Suku Tengger merupakan masyarakat yang berasal dari dataran tinggi Bromo-Tengger-Semeru. Dari berbagai teori mengenai asal usul Suku Tengger, masyarakat percaya bahwa nenek moyang suku tersebut berasal dari Majapahit. Hal tersebut berkaitan dengan masa kerajaan Hindu di Pulau Jawa.
Masyarakat Suku Tengger dikenal dengan kearifan lokalnya yang kuat. Mereka hidup harmonis dengan alam dan menjunjung tinggi tradisi leluhur. Kepercayaan Hindu yang dianut Suku Tengger mewarnai berbagai aspek kehidupan mereka, termasuk ritual adat dan keseharian.
Salah satu tradisi yang paling terkenal adalah Upacara Kasada. Upacara ini diadakan setiap tahun pada bulan Kasada (biasanya jatuh pada bulan purnama di bulan Juni) sebagai bentuk penghormatan kepada Sang Hyang Widhi Wasa dan leluhur. Dalam upacara ini, masyarakat Suku Tengger mengantarkan sesaji ke kawah Gunung Bromo sebagai persembahan.
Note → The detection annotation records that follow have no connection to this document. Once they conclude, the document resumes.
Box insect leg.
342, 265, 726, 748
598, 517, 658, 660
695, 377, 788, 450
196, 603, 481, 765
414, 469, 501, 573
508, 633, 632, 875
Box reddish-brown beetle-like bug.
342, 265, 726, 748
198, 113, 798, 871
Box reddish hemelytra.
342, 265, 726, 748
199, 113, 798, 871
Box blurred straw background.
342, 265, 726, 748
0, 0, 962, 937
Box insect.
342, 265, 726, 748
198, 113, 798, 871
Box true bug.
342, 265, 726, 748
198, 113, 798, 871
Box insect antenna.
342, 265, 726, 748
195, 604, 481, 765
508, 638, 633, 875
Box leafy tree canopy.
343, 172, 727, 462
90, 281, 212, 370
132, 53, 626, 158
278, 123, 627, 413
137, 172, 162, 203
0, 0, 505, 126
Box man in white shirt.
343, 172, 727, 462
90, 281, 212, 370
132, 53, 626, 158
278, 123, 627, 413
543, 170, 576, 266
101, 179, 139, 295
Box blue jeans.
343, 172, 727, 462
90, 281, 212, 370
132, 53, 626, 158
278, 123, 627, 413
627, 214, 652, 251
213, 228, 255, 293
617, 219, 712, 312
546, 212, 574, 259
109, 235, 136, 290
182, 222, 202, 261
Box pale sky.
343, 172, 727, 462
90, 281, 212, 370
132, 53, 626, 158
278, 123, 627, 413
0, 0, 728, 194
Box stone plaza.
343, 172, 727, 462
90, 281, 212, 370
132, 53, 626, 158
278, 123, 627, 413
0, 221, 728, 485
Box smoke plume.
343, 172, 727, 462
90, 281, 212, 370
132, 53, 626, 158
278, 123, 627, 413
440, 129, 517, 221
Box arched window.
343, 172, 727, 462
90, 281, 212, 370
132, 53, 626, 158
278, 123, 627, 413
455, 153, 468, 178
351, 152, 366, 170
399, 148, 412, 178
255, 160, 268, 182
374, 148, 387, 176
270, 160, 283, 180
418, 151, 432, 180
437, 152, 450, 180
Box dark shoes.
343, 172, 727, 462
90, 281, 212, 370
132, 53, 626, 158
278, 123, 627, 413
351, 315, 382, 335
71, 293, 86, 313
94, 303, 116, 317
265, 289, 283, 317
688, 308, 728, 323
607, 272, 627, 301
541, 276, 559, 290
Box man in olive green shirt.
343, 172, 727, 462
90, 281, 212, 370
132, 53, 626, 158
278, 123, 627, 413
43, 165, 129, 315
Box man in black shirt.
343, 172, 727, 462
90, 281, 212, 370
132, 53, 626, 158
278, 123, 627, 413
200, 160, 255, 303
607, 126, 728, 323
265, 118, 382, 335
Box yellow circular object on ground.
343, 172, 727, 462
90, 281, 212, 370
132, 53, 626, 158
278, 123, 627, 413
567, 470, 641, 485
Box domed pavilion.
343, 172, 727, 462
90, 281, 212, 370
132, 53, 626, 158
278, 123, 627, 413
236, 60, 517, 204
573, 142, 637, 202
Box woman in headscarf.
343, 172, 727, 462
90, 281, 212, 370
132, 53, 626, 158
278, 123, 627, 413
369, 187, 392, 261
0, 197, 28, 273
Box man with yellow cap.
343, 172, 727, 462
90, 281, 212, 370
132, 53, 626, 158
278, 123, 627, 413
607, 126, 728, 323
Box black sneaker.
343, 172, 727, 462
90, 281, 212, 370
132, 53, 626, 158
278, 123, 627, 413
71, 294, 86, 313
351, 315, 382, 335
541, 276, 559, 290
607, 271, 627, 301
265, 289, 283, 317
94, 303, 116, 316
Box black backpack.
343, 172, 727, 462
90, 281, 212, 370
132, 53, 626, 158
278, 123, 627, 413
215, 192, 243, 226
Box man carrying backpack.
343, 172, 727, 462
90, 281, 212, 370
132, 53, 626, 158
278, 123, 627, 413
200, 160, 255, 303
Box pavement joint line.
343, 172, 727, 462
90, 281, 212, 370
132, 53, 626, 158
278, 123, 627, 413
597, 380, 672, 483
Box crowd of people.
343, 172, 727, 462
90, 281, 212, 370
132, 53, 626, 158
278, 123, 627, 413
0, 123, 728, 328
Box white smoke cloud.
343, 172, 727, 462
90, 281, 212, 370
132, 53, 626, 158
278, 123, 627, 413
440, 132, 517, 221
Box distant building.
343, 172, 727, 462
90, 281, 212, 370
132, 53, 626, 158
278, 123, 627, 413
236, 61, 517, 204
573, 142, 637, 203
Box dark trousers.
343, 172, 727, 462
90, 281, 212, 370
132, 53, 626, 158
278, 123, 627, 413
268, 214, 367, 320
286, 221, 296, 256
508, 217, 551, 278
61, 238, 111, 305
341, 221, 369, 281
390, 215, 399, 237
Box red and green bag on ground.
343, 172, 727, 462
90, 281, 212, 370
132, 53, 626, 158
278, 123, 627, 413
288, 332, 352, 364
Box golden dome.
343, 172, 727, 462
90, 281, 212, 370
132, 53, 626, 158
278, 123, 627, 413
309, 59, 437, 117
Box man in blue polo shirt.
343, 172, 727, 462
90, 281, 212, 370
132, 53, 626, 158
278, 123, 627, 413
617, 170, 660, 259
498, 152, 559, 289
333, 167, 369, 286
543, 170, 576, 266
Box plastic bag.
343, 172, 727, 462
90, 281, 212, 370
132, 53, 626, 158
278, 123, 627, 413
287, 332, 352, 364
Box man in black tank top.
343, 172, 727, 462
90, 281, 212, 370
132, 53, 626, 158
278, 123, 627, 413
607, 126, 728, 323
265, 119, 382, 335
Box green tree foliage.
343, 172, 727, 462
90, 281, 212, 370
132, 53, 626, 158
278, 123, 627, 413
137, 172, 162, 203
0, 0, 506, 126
Setelah upacara Kasada, Setiap tanggal 15 Bulan Karo (kedua) tahun saka, masyarakat Suku Tengger merayakan Hari Raya Karo. Upacara Hari Raya Karo merupakan ritual yang dilaksanakan oleh warga Suku Tengger di kawasan Gunung Bromo. Ritual ini merupakan penyucian diri terhadap Suku Tengger dan penghormatan kepada Hyang Widi Wasa yaitu Roro Anteng dan Joko Seger.
Terdapat Tarian Sodoran yang menjadi sebuah budaya sekaligus tradisi masyarakat Tengger pada ritual peringatan Hari Raya Karo yang dilaksanakan di aula Balai Desa Ngadisari. Tari Sodoran adalah tarian sakral khas masyarakat Tengger yang melambangkan asal-usul manusia. Dari kepercayaan masyarakat Tengger, manusia itu dari Sang Hyang Widi Wasa dan mereka akan kembali kepada-Nya
Selain itu, Masyarakat suku Tengger juga masih mempertahankan tradisi budaya berupa upacara adat bernama unan-unan. Unan-unan digelar dalam bentuk persembahan sesaji berupa kepala kerbau sebagai ungkapan rasa syukur masyarakat Tengger kepada alam karena telah memberikan kehidupan selama ini. Masyarakat Tengger menggunakan kerbau sebagai sesaji karena mereka meyakini bahwa hewan bertanduk itu merupakan binatang pertama yang muncul di bumi. Tradisi ini telah dijalankan sejak berabad silam dan masih lestari sampai sekarang. Memasuki tahun 2024, masyarakat Tengger yang mayoritas adalah pemeluk Hindu Bali kembali menggelar unan-unan.